Coverage of thermal and AI-based drone systems has widened well beyond agriculture, which helps explain why this Alberta trial is drawing attention outside Canada too.

Where Alberta Is Mapping Wild Boar Hotspots And What Comes Next For Wildlife Management

Detection is only half the story. The other half is prediction. Alongside the flight work, researchers built a habitat suitability map that combines public sightings with environmental clues, creating a clearer picture of where feral pigs are most likely to persist.

That model pointed toward likely trouble zones around Edmonton and Grande Prairie, though it remains a work in progress. Areas linked to current or former boar farms tend to matter because escaped animals and descendants often anchor there. Add water, grain fields, and cover, and the odds improve for long-term pig survival.

For wildlife management teams, this kind of mapping is more than a nice graphic on a government website. It tells crews where to place effort first. Traps, field verification, follow-up flights, and landowner outreach cost time and money. If Alberta can rank risk by habitat and history, it can act earlier and with less waste.

There’s a wider prairie lesson here too. Wild pigs don’t respect provincial borders, and researchers have been blunt about eradication taking years, probably decades, across Canada. Alberta’s current push still stands out because it ties together surveillance, regulation, agricultural risk, and environmental protection instead of treating them as separate files.

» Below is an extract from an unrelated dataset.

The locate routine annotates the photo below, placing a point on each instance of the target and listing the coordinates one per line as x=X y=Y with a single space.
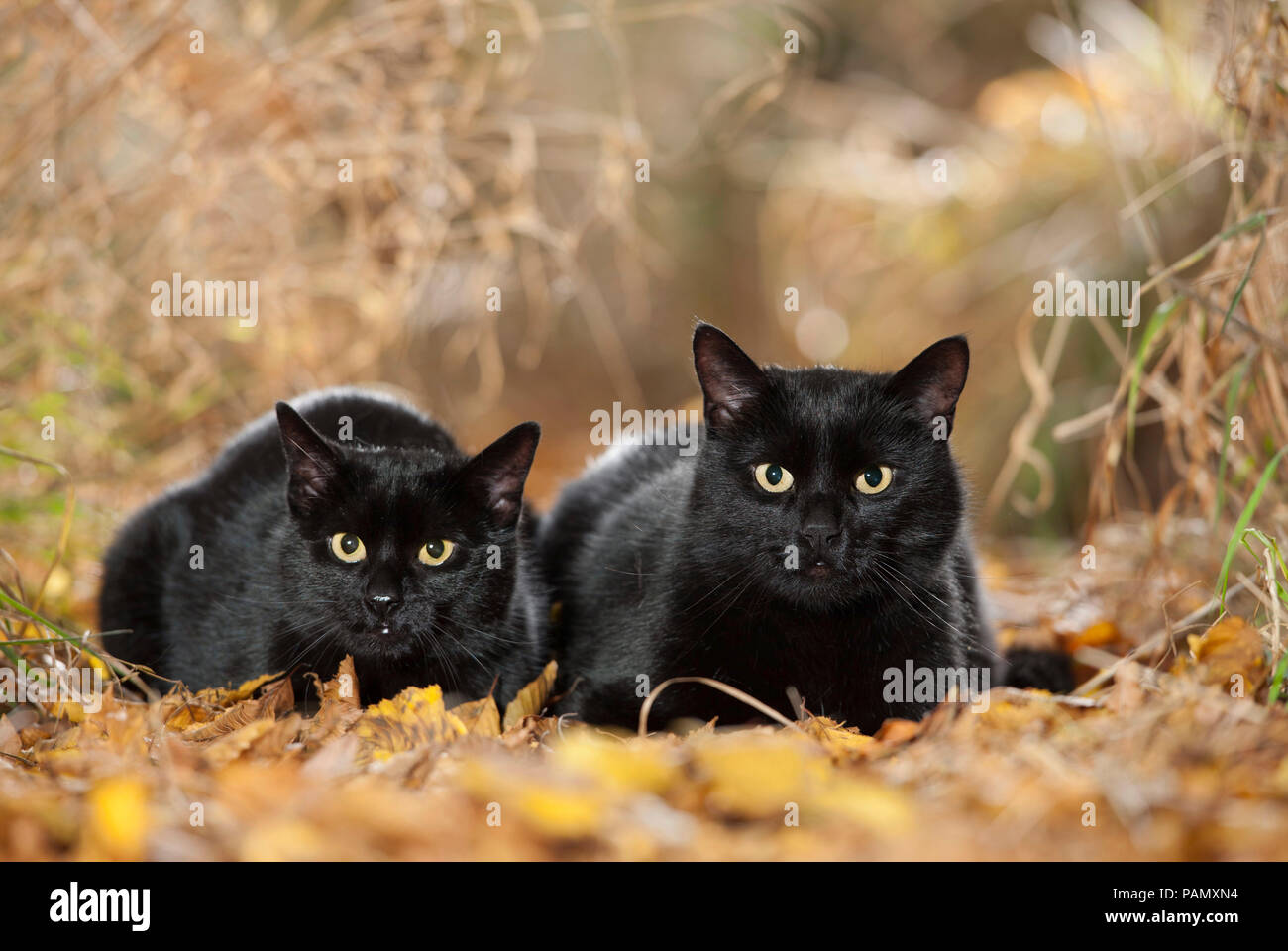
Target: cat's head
x=825 y=483
x=402 y=553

Anyone watching rural policy closely should keep an eye on how this system expands: more species training data, stronger digital mapping, and tighter integration with on-the-ground removal teams. If the province keeps that pace, the next test won’t be whether the drones can find pigs at night. It’ll be whether the response crews can get to the hotspot before the sounder reaches the next wetland east of Grande Prairie.